Fig. 50.—Mimesa bicolor ♂. Britain.

The species of Passaloecus live in the burrows that they form in the stems of plants; Pemphredon lugubris frequents the decayed wood of the beech. The larva and pupa of the latter have been described by Verhoeff; no cocoon is formed for the metamorphosis. Both these genera provision their nests with Aphidae. This is also the case with Stigmus pendulus, but the burrows of this species form a complex system of diverticula proceeding from an irregular main channel formed in the pithy stems of bushes. Cemonus unicolor, according to Giraud, forms its burrows in bramble-stems, but it also takes advantage, for the purposes of nidification, of the abandoned galls of Cynips, and also of a peculiar swelling formed by a fly—Lipara lucens—on the common reed, Arundo phragmites. This species also makes use of Aphidae, and Verhoeff states that it has only an imperfect instinct as to the amount of food it stores.

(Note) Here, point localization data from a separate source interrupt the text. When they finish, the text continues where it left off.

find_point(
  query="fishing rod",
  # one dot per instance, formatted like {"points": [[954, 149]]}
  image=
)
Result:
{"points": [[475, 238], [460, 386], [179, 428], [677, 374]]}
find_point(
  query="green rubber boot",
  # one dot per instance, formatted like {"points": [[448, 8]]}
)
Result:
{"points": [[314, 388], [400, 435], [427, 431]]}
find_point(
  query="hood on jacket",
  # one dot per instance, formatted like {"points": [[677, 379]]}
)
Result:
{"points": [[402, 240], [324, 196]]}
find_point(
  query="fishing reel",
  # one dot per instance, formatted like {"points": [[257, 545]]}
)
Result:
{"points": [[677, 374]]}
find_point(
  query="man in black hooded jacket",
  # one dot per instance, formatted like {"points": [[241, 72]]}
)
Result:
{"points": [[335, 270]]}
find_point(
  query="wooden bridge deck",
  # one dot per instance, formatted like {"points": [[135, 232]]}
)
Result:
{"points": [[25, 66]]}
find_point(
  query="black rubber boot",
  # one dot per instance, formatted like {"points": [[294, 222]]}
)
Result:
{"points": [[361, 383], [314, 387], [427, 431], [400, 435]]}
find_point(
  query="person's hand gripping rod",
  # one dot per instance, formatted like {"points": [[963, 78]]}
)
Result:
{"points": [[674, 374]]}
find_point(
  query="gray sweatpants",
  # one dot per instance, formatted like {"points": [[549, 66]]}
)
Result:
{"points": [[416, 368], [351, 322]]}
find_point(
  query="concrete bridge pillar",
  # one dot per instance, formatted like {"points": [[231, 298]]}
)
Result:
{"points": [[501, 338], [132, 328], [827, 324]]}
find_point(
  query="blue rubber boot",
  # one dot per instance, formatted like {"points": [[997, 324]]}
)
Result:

Fig. 51.—Pemphredon lugubris ♀. Britain.

Sub-Fam. 10. Crabronides.Pronotum short, front wing with one complete submarginal and two discoidal cells: hind body variable in form, pedicellate in some abnormal forms, but more usually not stalked.

The Crabronides (Vespa crabro, the hornet, is not of this sub-family) are wasp-like little Insects, with unusually robust and quadrangular head. They frequently have the hind tibiae more or less thickened, and the clypeus covered with metallic hair. It appears at present that they are specially attached to the temperate regions of the northern hemisphere, but this may possibly be in part due to their having escaped attention elsewhere. In Britain they form the most important part of the fossorial Hymenoptera, the genus Crabro (with numerous sub-genera) itself comprising thirty species. The males of some of the forms have the front tibiae and tarsi of most extraordinary shapes. They form burrows in dead wood, or in pithy stems, (occasionally in the earth of cliffs), and usually store them with Diptera as food for the larvae: the wings and dried portions of the bodies of the flies consumed by Crabronides are often exposed to view when portions of old wood are broken from trees.

Fig. 52.—Crabro cephalotes ♀. Britain.

The genus Oxybelus is included by some systematists, but with doubt, in this sub-family; if not placed here, it must form a distinct sub-family. It has the metathorax spinose, and the sub-marginal and first discoidal cells are not, or are scarcely, separated.